Now that 2012 is over, it is time to update a comparison of simulations and observations of global mean temperatures.
[UPDATE (17/03/13): David Rose has written an article in the Mail on Sunday which, by eye, seems to use the top left panel from the figure below, but without mention of its original source. In the article David Rose suggests that this figure proves that the forecasts are wrong. This is incorrect – the last decade is interesting and I have discussed these issues previously (as have many others) and I have even co-authored a published article about the most sensitive simulations being less likely. David also incorrectly suggests that the shaded ranges shown are 75% and 95% certainty. As labelled below, they are actually the 25-75% and 5-95% ranges, so 50% and 90% certainty respectively.]
[UPDATE (21/03/13): Mail on Sunday acknowledge that Climate Lab Book figure was used & redrawn and apologise for lack of credit in article update.]
[UPDATE (16/04/13): The Economist also used a version of the figure below in an article on climate sensitivity.]
[UPDATE (17/04/13): Two new published papers suggest that deep ocean warming is the reason why the surface temperature has not warmed so rapidly in the last 15 years: Balmaseda et al. & Guemas et al.]
[UPDATE (25/04/13): The graph below has now been used in evidence to the US House of Representatives by Judith Curry.]
[UPDATE (20/05/13): The most recent appearance of this now infamous graph was on CNBC, wrongly attributed to ‘Mail Online’.]
[UPDATE (29/05/13): A complete update to this post is now available.]
Previously I compared the CMIP5 simulations (performed over the past couple of years) and observations attempting to consider the effects of the relative availability of observations. Now that we have some new observations (HadCRUT4 up to 2012) an update can be made. (Note that RealClimate have also done something similar).

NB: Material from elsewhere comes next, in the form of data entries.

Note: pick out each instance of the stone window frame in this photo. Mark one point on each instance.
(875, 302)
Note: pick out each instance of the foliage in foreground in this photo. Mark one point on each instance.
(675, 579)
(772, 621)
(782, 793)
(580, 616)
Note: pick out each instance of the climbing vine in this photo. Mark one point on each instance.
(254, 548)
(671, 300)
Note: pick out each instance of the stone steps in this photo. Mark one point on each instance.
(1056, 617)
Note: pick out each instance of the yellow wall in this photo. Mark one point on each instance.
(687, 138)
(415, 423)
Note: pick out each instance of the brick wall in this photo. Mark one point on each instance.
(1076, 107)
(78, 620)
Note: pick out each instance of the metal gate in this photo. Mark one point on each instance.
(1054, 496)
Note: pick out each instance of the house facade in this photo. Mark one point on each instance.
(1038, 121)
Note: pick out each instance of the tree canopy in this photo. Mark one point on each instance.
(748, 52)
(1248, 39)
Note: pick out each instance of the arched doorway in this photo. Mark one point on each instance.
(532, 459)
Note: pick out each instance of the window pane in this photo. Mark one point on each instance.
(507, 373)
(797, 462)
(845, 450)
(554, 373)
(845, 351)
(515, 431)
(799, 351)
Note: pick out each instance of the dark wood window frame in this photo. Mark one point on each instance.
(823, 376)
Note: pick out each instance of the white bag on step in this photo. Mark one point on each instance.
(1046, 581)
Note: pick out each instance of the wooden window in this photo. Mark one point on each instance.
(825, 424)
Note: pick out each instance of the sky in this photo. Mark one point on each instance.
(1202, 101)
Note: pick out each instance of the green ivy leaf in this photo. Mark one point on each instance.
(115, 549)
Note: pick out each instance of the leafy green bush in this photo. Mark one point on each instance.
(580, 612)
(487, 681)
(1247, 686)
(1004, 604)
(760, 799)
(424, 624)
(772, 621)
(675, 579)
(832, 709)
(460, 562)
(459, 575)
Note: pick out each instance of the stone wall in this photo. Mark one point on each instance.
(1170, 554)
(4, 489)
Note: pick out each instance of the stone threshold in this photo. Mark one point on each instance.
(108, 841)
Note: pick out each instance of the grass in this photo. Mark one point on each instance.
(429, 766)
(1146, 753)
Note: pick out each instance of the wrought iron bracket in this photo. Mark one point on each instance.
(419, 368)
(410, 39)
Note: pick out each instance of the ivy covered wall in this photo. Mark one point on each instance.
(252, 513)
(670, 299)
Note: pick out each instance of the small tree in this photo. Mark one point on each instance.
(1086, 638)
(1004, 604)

The figure below (top row) shows the comparison of observations (HadCRUT4 & GISS) with the CMIP5 simulations, but masking the simulations with the HadCRUT4 observational mask for that comparison. The bottom row shows the effect of the masking on the simulated temperatures, which continues to grow into the future (assuming the current observational mask).
MASKING UPDATE: Paul Matthews suggested that I needed to explain masking a bit more. HadCRUT4 only uses available observations of temperature, and there are many missing regions. Therefore the comparison is only done using model data where observations exist that particular month (see here for more details). GISS observations however are interpolated and fill in the observational gaps to create a complete dataset which does not need masking.

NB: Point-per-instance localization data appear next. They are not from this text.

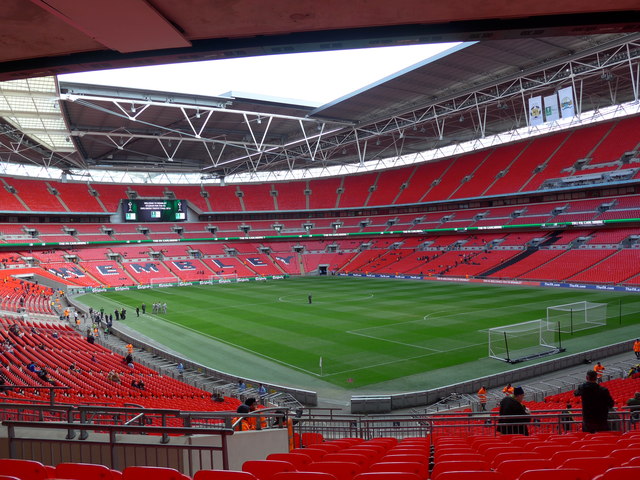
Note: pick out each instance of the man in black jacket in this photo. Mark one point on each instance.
(596, 402)
(514, 416)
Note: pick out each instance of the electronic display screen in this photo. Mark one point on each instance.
(150, 210)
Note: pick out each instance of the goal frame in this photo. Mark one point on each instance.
(574, 317)
(233, 277)
(518, 342)
(155, 281)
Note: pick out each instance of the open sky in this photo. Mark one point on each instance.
(313, 78)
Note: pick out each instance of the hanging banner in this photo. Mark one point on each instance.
(551, 112)
(535, 111)
(567, 105)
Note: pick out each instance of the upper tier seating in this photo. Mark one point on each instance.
(76, 197)
(36, 195)
(506, 169)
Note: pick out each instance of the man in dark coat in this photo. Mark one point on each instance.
(514, 416)
(596, 402)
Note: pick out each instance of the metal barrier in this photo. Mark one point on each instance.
(333, 426)
(117, 446)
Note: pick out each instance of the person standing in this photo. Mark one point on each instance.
(634, 408)
(566, 419)
(599, 369)
(482, 398)
(514, 416)
(596, 402)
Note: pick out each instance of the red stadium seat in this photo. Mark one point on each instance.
(621, 473)
(473, 475)
(358, 458)
(515, 468)
(309, 438)
(23, 469)
(223, 475)
(341, 470)
(265, 469)
(387, 476)
(152, 473)
(303, 476)
(419, 469)
(559, 458)
(83, 471)
(503, 457)
(407, 457)
(298, 460)
(315, 453)
(443, 467)
(555, 474)
(592, 465)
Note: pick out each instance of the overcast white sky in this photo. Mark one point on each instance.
(315, 78)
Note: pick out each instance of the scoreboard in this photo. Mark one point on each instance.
(150, 210)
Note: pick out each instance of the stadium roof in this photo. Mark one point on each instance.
(478, 89)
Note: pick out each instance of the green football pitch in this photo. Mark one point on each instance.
(368, 332)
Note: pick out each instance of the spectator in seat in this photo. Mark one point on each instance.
(596, 402)
(514, 416)
(482, 398)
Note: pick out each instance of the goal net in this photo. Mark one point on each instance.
(522, 341)
(162, 280)
(223, 277)
(574, 317)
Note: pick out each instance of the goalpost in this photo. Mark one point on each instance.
(232, 277)
(577, 316)
(160, 281)
(522, 341)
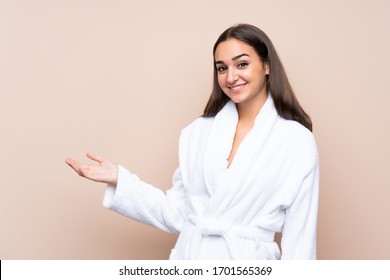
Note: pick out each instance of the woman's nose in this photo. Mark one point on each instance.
(231, 76)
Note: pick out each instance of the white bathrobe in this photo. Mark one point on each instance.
(233, 212)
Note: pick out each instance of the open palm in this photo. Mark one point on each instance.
(104, 171)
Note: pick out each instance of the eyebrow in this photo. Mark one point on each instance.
(234, 58)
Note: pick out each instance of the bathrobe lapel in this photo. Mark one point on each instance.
(227, 184)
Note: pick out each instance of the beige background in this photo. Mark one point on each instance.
(121, 78)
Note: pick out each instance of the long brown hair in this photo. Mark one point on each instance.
(278, 86)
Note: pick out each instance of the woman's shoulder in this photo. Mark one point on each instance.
(294, 136)
(199, 124)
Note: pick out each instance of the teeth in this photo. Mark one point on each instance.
(237, 87)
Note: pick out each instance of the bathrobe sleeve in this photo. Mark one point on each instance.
(140, 201)
(300, 227)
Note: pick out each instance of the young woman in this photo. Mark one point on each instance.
(248, 167)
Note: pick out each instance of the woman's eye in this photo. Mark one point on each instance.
(221, 69)
(242, 64)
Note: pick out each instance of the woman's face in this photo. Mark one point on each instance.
(241, 73)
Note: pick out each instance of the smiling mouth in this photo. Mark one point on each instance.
(237, 87)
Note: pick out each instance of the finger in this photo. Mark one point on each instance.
(73, 164)
(95, 157)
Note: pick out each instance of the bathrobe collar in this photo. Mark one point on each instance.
(224, 184)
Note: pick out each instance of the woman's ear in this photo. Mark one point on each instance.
(266, 66)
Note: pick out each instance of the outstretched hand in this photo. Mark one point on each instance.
(105, 171)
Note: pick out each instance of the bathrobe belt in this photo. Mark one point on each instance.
(207, 227)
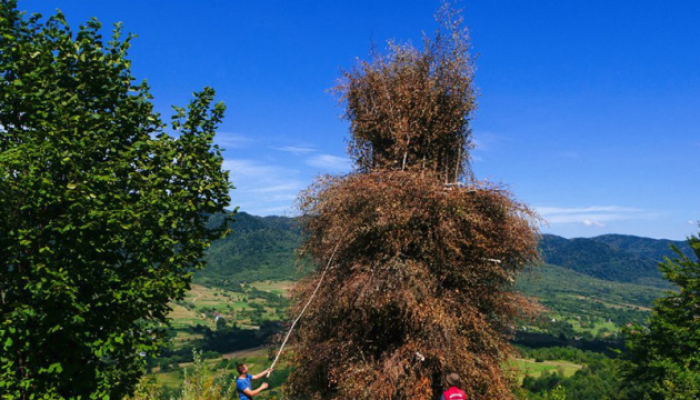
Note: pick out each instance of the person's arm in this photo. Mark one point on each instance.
(253, 393)
(260, 375)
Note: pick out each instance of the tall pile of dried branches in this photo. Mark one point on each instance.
(421, 279)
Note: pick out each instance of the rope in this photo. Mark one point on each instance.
(330, 260)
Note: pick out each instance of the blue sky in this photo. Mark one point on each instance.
(589, 111)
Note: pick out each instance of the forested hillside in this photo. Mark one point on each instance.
(264, 248)
(258, 248)
(619, 258)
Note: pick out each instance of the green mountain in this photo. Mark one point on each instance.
(619, 258)
(258, 248)
(264, 248)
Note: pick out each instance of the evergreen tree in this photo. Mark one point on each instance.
(663, 361)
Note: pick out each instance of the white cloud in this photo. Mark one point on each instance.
(296, 150)
(595, 216)
(330, 163)
(263, 189)
(597, 224)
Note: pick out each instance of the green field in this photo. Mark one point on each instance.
(529, 367)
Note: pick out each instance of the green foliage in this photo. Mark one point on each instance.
(259, 248)
(597, 380)
(663, 361)
(618, 258)
(102, 214)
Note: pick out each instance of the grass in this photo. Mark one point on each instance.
(530, 367)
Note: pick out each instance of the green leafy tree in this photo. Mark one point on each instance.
(102, 213)
(663, 361)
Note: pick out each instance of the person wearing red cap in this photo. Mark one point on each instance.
(453, 392)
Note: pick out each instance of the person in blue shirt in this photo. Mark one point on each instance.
(244, 385)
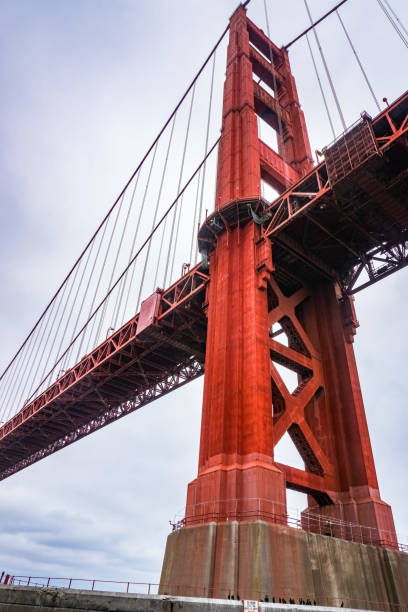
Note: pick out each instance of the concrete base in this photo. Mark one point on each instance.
(26, 599)
(259, 560)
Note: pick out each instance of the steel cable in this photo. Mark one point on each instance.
(163, 174)
(392, 22)
(321, 87)
(134, 258)
(106, 217)
(333, 90)
(358, 61)
(179, 209)
(206, 145)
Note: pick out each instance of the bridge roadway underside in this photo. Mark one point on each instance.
(346, 218)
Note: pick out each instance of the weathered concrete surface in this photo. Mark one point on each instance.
(257, 560)
(33, 599)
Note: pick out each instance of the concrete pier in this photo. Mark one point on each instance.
(34, 599)
(260, 560)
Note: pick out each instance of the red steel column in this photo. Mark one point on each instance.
(236, 473)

55 thoughts on “Updated comparison of simulations and observations”
Can you confirm what those top two charts appear to display. That within the 5 year ex ante forecast period you have plotted observations are already at the 5% confidence limit.
Geckko – yes the observations are at the lower edge of the projected range – several possible reasons – see this post.
The charts also show the observations at the 5% CL at least half a dozen times in the historical record since 1950. I will guess this indicates a reasonable expectation of divergence, but Ed’s list of reasons must all be considered.
Always a pity we only have one planet to get observational data from…
Pete, While what you say is true, it is also true that the last 10 years or so is the longest period shown in which the observations are in the light grey band. Watch out for cherry picking!
I wonder how good I am at interpreting such data. I have a sneaky suspicion that the underlying statistic I am trying to judge visually is deceptive.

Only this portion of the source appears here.